PH.D Zhanglinyi 6.3 Rescission 撤销合同 –Strictly speaking the equitable right to rescind an agreement is not a remedy for breach of contract - it is a right which exists in certain circumstances, such as where a contract is voidable （可撤销 的） for misrepresentation. –Rescinding a contract means that it is cancelled or rejected and the parties are restored to their pre-contract condition. –Four conditions must be met. It must be possible for each party to be returned to their pre-contract condition (restitutio in integrum). An innocent third party who has acquired rights in the subject matter of the contract will prevent the original transaction being rescinded. The right to rescission must be exercised within a reasonable time of it arising. Where a person affirms a contract expressly or by conduct it may not then be rescinded.

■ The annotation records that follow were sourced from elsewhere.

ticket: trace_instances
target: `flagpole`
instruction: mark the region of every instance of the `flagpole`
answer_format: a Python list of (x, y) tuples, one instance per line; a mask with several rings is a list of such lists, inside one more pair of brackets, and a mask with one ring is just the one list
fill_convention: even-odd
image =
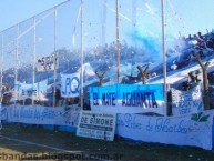
[(161, 0), (162, 9), (162, 53), (163, 53), (163, 81), (164, 81), (164, 102), (166, 105), (165, 114), (169, 114), (167, 109), (167, 87), (166, 87), (166, 54), (165, 54), (165, 17), (164, 17), (164, 0)]
[(81, 0), (81, 93), (80, 105), (83, 110), (83, 0)]
[(116, 0), (116, 56), (118, 56), (118, 83), (120, 83), (120, 19), (119, 19), (119, 0)]
[[(17, 39), (16, 39), (16, 69), (14, 69), (14, 84), (17, 83), (18, 80), (18, 54), (19, 54), (19, 24), (17, 24)], [(17, 93), (18, 91), (16, 90), (14, 94), (14, 105), (17, 104)]]
[(1, 103), (2, 103), (2, 85), (3, 85), (3, 33), (1, 36)]
[[(33, 73), (32, 73), (32, 87), (33, 87), (32, 89), (33, 90), (34, 90), (34, 82), (35, 82), (35, 17), (33, 17)], [(32, 93), (32, 104), (34, 104), (33, 93)]]
[(55, 41), (57, 41), (57, 7), (54, 7), (54, 73), (53, 73), (53, 107), (55, 107), (55, 81), (57, 81), (57, 51), (55, 51)]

PH.D Zhanglinyi 7 Limitation to actions for breach 7.1 The Limitation Act 1980 –The right to sue for breach of contract becomes statute-barred 法定时效 after six years from the date on which the cause of action accrued 诉讼时效 6 年 : s 5 Limitation Act 1980. The period is twelve years if the contract is by deed 契据合同. – 合同违约后， 6 年内诉讼有效，但契据合同为 12 年
PH.D Zhanglinyi In three situations the six year period begins not at the date of the breach but later. 关于 6 年时效开始时间的另行规定 –(a) If the claimant is a minor 未成年 or under some other contractual disability (eg of unsound mind) at the time of the breach of contract, the six year period begins to run only when his disability ceases or he dies. –(b) If the defendant or his agent conceals the right of action by fraud or if the action is for relief from the results of a mistake, the six year period begins to run only when the claimant discovered or could by reasonable diligence have discovered the fraud, concealment or mistake: s 32 Limitation Act 1980. An innocent third party who acquired property which is affected by these rules is protected against any action in respect of them: s 32(4). –(c) The normal period of six years can be extended where information relevant to the possible claims is deliberately concealed after the period of six years has started to run.
PH.D Zhanglinyi Where the claim can only be for specific performance or injunction, the Limitation Act 1980 does not apply. Instead, the claim may be limited by the equitable doctrine of delay or ‘laches’ 懈怠. This doctrine means that the party seeking an equitable remedy has a very limited time to do so. There is no rule on how much time a claimant has to claim, the amount will largely be governed by what is reasonable in the circumstances.
PH.D Zhanglinyi 7.2 Extension of the limitation period 诉讼时效的延长 –The limitation period may be extended if the debt, or any other certain monetary amount, is either acknowledged or paid in part before the original six (or twelve) years has expired: s 29. Hence if a debt accrues on 1.1.2010, the original limitation period expires on 31.12.2015. But if part-payment is received on 1.1.2011, the debt is reinstated and does not then become 'statute-barred' until 31.12.2016. (a) The claim must be acknowledged as existing, not just as possible, but it need not be quantified. It must be in writing, signed by the debtor and addressed to the creditor: s 30. (b) To be effective, the part payment must be identifiable with the particular debt, not just a payment on a running account.